Cedric Killings

No. 71, 91, 78, 97
- Position: Defensive tackle

Personal information
- Born: December 14, 1977 Miami, Florida, U.S.
- Died: June 21, 2023 (aged 45)
- Listed height: 6 ft 3 in (1.91 m)
- Listed weight: 310 lb (141 kg)

Career information
- High school: Miami Central Senior (FL)
- College: Carson–Newman
- NFL draft: 2000: undrafted

Career history
- San Francisco 49ers (2000); Cleveland Browns (2001); Carolina Panthers (2001); Minnesota Vikings (2002–2003); → Rhein Fire (2004); Washington Redskins (2004–2005); Houston Texans (2006–2007);

Awards and highlights
- 4× NCAA Division II All-American (1996–1999);

Career NFL statistics
- Games played: 34
- Total tackles: 41
- Sacks: 3
- Stats at Pro Football Reference

= Cedric Killings =

American football player (1977–2023)

Cedric Laquon Killings (December 14, 1977 – June 21, 2023) was an American professional football player who was a defensive tackle in the National Football League (NFL). He was originally signed by the San Francisco 49ers as an undrafted free agent in 2000. He played college football at Carson–Newman University.

In his eight-year career, Killings played for the 49ers, Cleveland Browns, Carolina Panthers, Minnesota Vikings, Washington Redskins and the Houston Texans. He retired following the 2007 NFL season after suffering a fractured vertebra with the Texans.

==Early life==
Killings was an All-Dade and All-State performer as a senior at Miami Central High School and also earned All-Dade and All-State honors in the discus and shot put.

==Professional career==
Killings was signed as an undrafted free agent by San Francisco 49ers on April 27, 2000. He was released by the 49ers on August 29, 2001. He was signed by Cleveland Browns on October 16, 2001, but released by the Browns on November 7, 2001. He was signed by the Carolina Panthers on November 28, 2001, and granted free agency on March 1, 2002. Killings was signed by the Minnesota Vikings on June 20, 2002, and released by the Vikings on September 1, 2002. He was re-signed by Vikings on October 29, 2002, and released by Vikings on December 10, 2002. He was re-signed by the Vikings on December 16, 2002.

Killings was on the 53-man roster for the Vikings for 14 games in 2003, but was inactive.

Killings signed with the Washington Redskins and was assigned to Rhein Fire in the 2004 NFL Europe enhancement allocation program on February 9, 2004. He was assigned #78 during the 2004 pre-season. He was released by the Redskins on September 5, 2004.

The Washington Redskins re-signed Killings for depth on Dec. 8, 2004, when the team placed defensive end Phillip Daniels on injured reserve. Although Killings was on the 53-man roster and was assigned #91, he was not activated for any of the remaining four games.

Killings was granted unconditional free agency on March 2, 2005, and re-signed by Redskins on March 8, 2005.

In 2005, Killings played in ten regular season games with the Washington Redskins, and started in one. In addition, he played in two playoff games.

Killings was granted unconditional free agency on March 11, 2006, and re-signed by the Redskins on March 16, 2006. He was released by the Redskins on September 2, 2006, and signed by Houston Texans on November 14, 2006. He was released by Texans on Sept. 1, 2007 and re-signed by Texans on Sept. 14, 2007.

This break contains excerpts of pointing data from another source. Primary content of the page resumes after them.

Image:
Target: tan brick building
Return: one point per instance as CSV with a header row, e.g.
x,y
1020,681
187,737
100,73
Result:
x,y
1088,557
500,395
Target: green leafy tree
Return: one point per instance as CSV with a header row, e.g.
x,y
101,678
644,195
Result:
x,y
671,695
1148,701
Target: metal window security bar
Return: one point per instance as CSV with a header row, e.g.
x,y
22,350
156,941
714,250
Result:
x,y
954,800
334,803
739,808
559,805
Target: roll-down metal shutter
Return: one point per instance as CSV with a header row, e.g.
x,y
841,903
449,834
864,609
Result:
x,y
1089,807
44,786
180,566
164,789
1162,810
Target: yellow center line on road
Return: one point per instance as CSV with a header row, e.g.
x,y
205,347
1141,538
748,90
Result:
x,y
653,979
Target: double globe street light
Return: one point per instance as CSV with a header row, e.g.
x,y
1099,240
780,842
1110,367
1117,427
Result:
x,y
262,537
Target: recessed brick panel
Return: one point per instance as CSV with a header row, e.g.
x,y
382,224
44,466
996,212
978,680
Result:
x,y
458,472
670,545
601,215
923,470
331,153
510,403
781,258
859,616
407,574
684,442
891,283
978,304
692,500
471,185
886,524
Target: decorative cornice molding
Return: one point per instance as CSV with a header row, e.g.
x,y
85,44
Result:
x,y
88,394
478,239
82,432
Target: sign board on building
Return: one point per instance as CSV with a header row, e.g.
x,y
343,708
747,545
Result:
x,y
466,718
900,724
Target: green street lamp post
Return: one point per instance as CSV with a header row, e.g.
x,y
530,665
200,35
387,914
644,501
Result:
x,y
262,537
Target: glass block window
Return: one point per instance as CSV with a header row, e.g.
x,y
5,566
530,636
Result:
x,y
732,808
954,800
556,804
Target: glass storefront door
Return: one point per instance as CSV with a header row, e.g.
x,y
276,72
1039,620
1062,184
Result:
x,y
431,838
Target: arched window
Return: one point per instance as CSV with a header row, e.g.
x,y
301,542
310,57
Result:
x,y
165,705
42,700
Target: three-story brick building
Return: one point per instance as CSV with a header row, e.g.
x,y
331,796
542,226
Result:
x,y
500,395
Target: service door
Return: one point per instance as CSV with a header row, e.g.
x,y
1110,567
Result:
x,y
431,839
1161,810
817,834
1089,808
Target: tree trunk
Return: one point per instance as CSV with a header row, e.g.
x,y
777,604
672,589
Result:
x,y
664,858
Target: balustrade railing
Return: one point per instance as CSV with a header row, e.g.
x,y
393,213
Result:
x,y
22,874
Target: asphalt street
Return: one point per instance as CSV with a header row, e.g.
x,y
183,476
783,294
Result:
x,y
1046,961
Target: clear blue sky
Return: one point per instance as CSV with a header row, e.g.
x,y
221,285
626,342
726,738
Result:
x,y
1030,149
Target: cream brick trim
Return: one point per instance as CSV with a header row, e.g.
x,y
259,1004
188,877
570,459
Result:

Killings was placed on the reserve/injured list on Sept. 25, 2007 with a neck injury.

==Career-ending injury==
Killings was involved in a head-to-head collision by Roy Hall during the second quarter of a game against the Indianapolis Colts on September 23, 2007, and had to be taken off the field in a stretcher. Trainers said he was complaining of numbness in his lower extremities, and was unable to move them. He had suffered a fractured vertebra. He also sustained a deep cut under his right eye. A Houston Methodist Hospital spokesperson said that Killings could move all of his extremities but was complaining of numbness coming and going in his lower back area.

==NFL rule change==
The Texans' Harry Williams, a receiver, and Cedric Killings, a defensive lineman, both saw their careers end in sudden, frightening fashion because of wedge-related neck injuries during the 2007 season.

The NFL's rules were subsequently changed. They now state that once the ball has been kicked, no more than two receiving team players can be within 2 yards of each other on the same yard line, or to quote Texans special teams coach Joe Marciano, "shoulder pad to shoulder pad."

"Everybody else has to be 3 yards away," Marciano said. "So we're telling our guys 4 yards to stay out of any gray area. The penalty is just too severe to take chances."

Violation of this rule will result in a 15-yard penalty for unsportsmanlike conduct.

==Personal life and death==
Killings and his wife, Shavon, had three children.

Killings died of pancreatic cancer on June 21, 2023, at the age of 45.